A 34ª edição da Marcha para Jesus, realizada nesta quinta-feira (4) na capital paulista, transformou-se em um palco de convergência para importantes figuras políticas, religiosas e jurídicas do cenário nacional e estadual. O evento, que anualmente mobiliza milhares de fiéis, ganhou destaque pela presença simultânea de nomes como o senador Flávio Bolsonaro (PL-RJ), o governador de São Paulo Tarcísio de Freitas (Republicanos), o prefeito Ricardo Nunes (MDB), o ministro do Supremo Tribunal Federal (STF) André Mendonça e o advogado-geral da União Jorge Messias. A Marcha reforçou seu papel não apenas como uma manifestação de fé, mas também como um espaço onde a política e as declarações públicas de grande impacto se entrelaçam.
Diversidade de Lideranças no Trio Elétrico
A presença de diversas autoridades no trio elétrico reservado para convidados ressaltou a abrangência da Marcha para Jesus. Além dos já mencionados, o evento contou com a participação do deputado federal Sostenes Cavalcante, do presidente da Assembleia Legislativa do Estado de São Paulo, André do Prado, e do deputado estadual Lucas Bove. A interação entre figuras de diferentes espectros políticos, como Flávio Bolsonaro, pré-candidato à Presidência, e Jorge Messias, representante da Advocacia-Geral da União do governo atual, gerou expectativas e comentários, apesar de os presentes afirmarem que o propósito era primordialmente religioso.
Declarações e Mensagens de Fé e Política
Os líderes presentes aproveitaram a ocasião para proferir discursos que mesclaram mensagens de fé com comentários sobre a conjuntura política e social. O senador Flávio Bolsonaro expressou sua crença de que o Brasil e o mundo atravessam uma “grande guerra espiritual”, destacando sua participação para “recarregar energias” e “orar pelas famílias do país”. Em um gesto de união, o governador Tarcísio de Freitas foi visto cantando ao lado do apóstolo Estevam Hernandes Filho, da igreja Renascer em Cristo. Já o advogado-geral da União, Jorge Messias, transmitiu uma mensagem de inclusão, afirmando que “a mesa de Jesus é para judeus e gentios”, sem segregação, lembrando até mesmo a presença de Judas à mesa de Cristo.

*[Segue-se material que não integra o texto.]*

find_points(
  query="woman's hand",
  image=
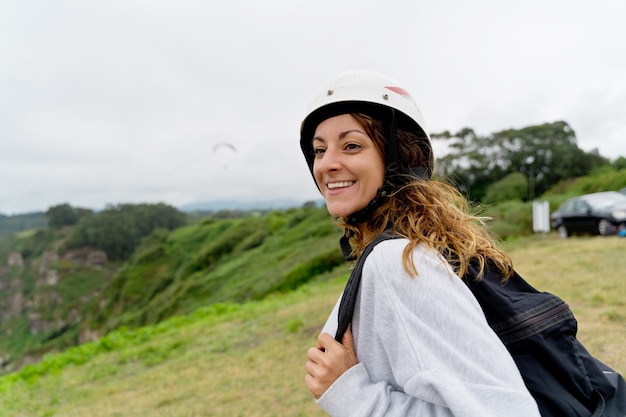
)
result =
(328, 361)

Flávio Bolsonaro Nega “Climão” e Aborda Questões Políticas
Durante o evento, Flávio Bolsonaro foi questionado sobre a aparente convivência com Messias, negando qualquer “climão” e reforçando o caráter não político da Marcha para ele, que se define como cristão evangélico. Ele aproveitou a oportunidade para criticar o que chamou de “perseguição” à sua família e de “suposta censura” que estaria sendo imposta aos brasileiros, afirmando que a Marcha estaria “irritando muita gente do lado de lá”. O senador também se defendeu das revelações sobre o pedido de financiamento para o filme “Dark Horse”, em homenagem a seu pai, o ex-presidente Jair Bolsonaro, declarando-se uma “pessoa correta” e, em seguida, redirecionando as críticas ao governo Lula e à cúpula do PT na Bahia por supostas “reuniões secretas”.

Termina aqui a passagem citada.